Но и от последней надежды, которую имел о. архимандрит Леонид, – защиты его Святейшим Синодом – он должен был отказаться с назначением в июне 1865 г. обер-прокурором Святейшего Синода графа Д.А. Толстого1324.

Не берусь окончательно решать, какие именно побуждения руководили графом Толстым, но не могу не отметить, что в общем, во все время его управления, а в особенности во время бытности товарищем обер-прокурора Ю.В. Толстого1325, Святейший Синод не только не поддерживал Иерусалимской Духовной Миссии, но как бы совершенно отказался от нее и всецело передал ее в полное распоряжение Азиатского департамента, где, конечно, продолжал преобладать взгляд: начальник Духовной Миссии – настоятель консульской церкви.

Лишь в виде догадки могу предполагать, что такой взгляд графа Толстого на иерусалимские дела происходил отчасти от незнакомства его с ними, которые он признавал слишком мелочными среди других государственных занятий, а затем личные отношения, которые для нас станут ясными, если мы скажем, что граф Толстой, Ю.В. Толстой и Б.П. Мансуров были не только соучениками по Лицею, но и сослуживцами по Морскому ведомству1326.

Но какие бы причины ни влияли, 23 июня Святейший Синод постановил поручить обер-прокурору Святейшего Синода уведомить товарища министра иностранных дел, что он разделяет предположения посланника нашего в Константинополе относительно немедленной командировки в Иерусалим архимандрита Антонина и вместе с тем находит полезным во время пребывания архимандрита Антонина в Иерусалиме вызвать в Константинополь начальника Иерусалимской Духовной Миссии о. архимандрита Леонида.

На это уведомление обер-прокурора товарищ министра иностранных дел отвечал, что отправление о. Антонина предполагалось главнейше ввиду неисполнения иеромонахом Иоанном и иеродиаконом Арсением указа Синода от 15 февраля. Между тем Иоанн уже приехал в Россию, а 15 июня приехал и Арсений1327. И этим напоминанием как бы давал возможность Синоду вновь обсудить – необходимо ли отозвание о. Леонида. Но если, несмотря на это, Синод все же остался бы при прежнем своем решении, то т<айный> с<оветник> Вестман считал долгом напомнить, что «по состоянию Духовной Миссии нашей в Иерусалиме в исключительном ведении Главного Российского Духовного Начальства, для вызова о. Леонида и для отправления о. Антонина необходимы указы Святейшего Синода».
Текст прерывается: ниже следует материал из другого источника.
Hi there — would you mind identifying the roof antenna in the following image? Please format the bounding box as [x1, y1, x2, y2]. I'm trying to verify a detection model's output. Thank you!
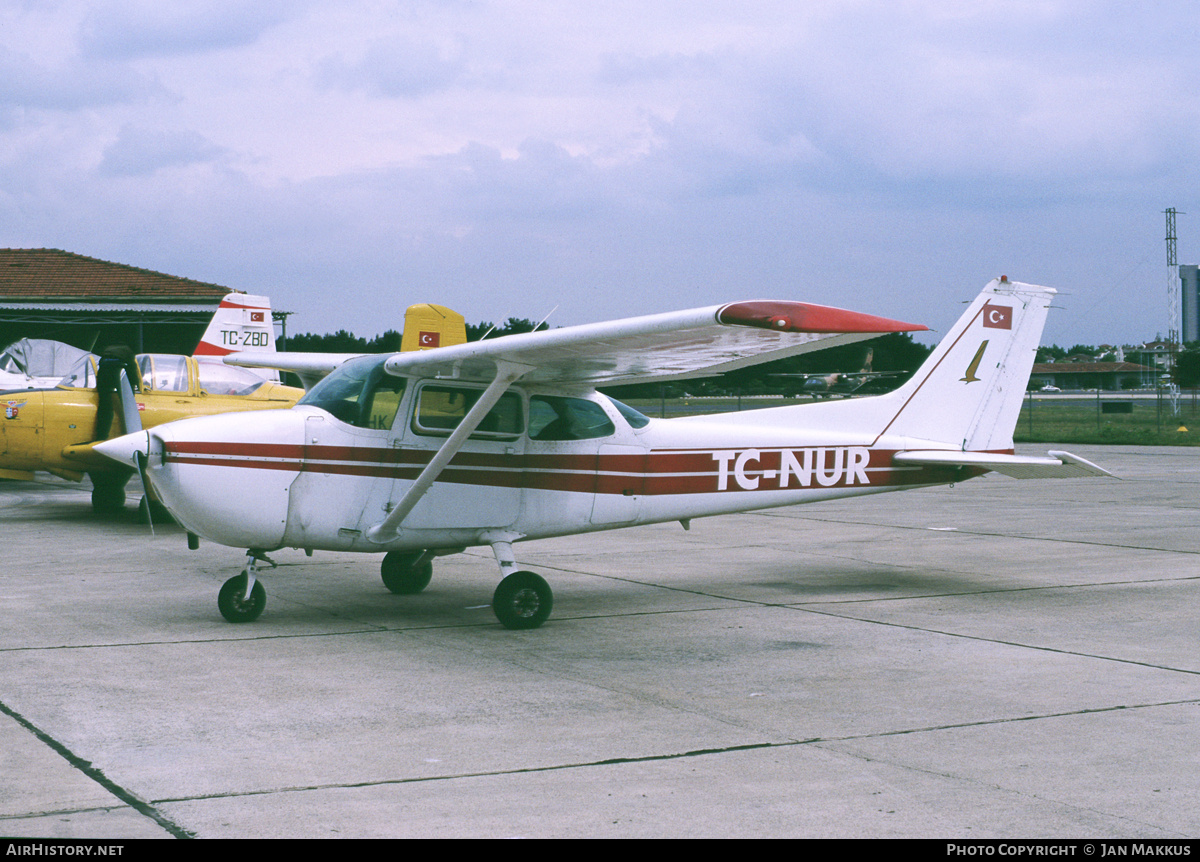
[479, 305, 558, 341]
[531, 305, 558, 333]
Это напоминание Святейший Синод поспешил исполнить указом от 16 июля 1865 г1328.

Указ этот важен в том отношении, что он после годичных нестроений давал возможность Святейшему Синоду выразить, что есть ненормального и недоговоренного в инструкциях о. архимандрита Леонида, и оные устранить или договорить. К сожалению, ничего подобного мы в указе не находим, наоборот, в нем сказано лишь одно: «3). В отправлении обязанностей, возлагаемых на начальника Миссии, равно и в сношениях с местным консулом и греческим духовенством, руководиться инструкциею, данною от святейшего Синода начальнику Миссии архимандриту Леониду».

Исполняя этот указ, о. архимандрит Антонин с неохотою и боязнью выехал из Константинополя 31 августа и прибыл 11 сентября в Иерусалим, 14 сентября служил торжественно с Блаженнейшим Кириллом в храме Воскресения, а 17 принял от о. Леонида церковь Миссии, ее имущество, ее богослужения и ее наличный причт, который найден в надлежащем порядке (приложение 8). Вслед за сим выехал архимандрит о. Леонид из Иерусалима в Константинополь, где, судя по письмам графа Игнатьева, его не ждал особенно дружелюбный прием. Наоборот, наш посол оканчивал письмо свое от 10 августа словами: «Я, тем не менее, остаюсь при желании, чтоб неопределенное положение архимандрита Леонида в Константинополе не продолжалось, а, напротив, чтоб дальнейшее назначение его было решено окончательно».

На этот раз, однако же, Святейший Синод не внял мольбам нашего посла и 28 сентября постановил, что дальнейшее решение относительно о. Леонида может зависеть от того, что сообщит о. Антонин и что будет дознано из предписанных указом Синода 1 сентября допросов иеромонаха Иоанна, помещенного в числе братий Херсонского Архиерейского дома, и иеродиакона Арсения – Одесского Успенского монастыря, о причинах, побудивших их к доносу.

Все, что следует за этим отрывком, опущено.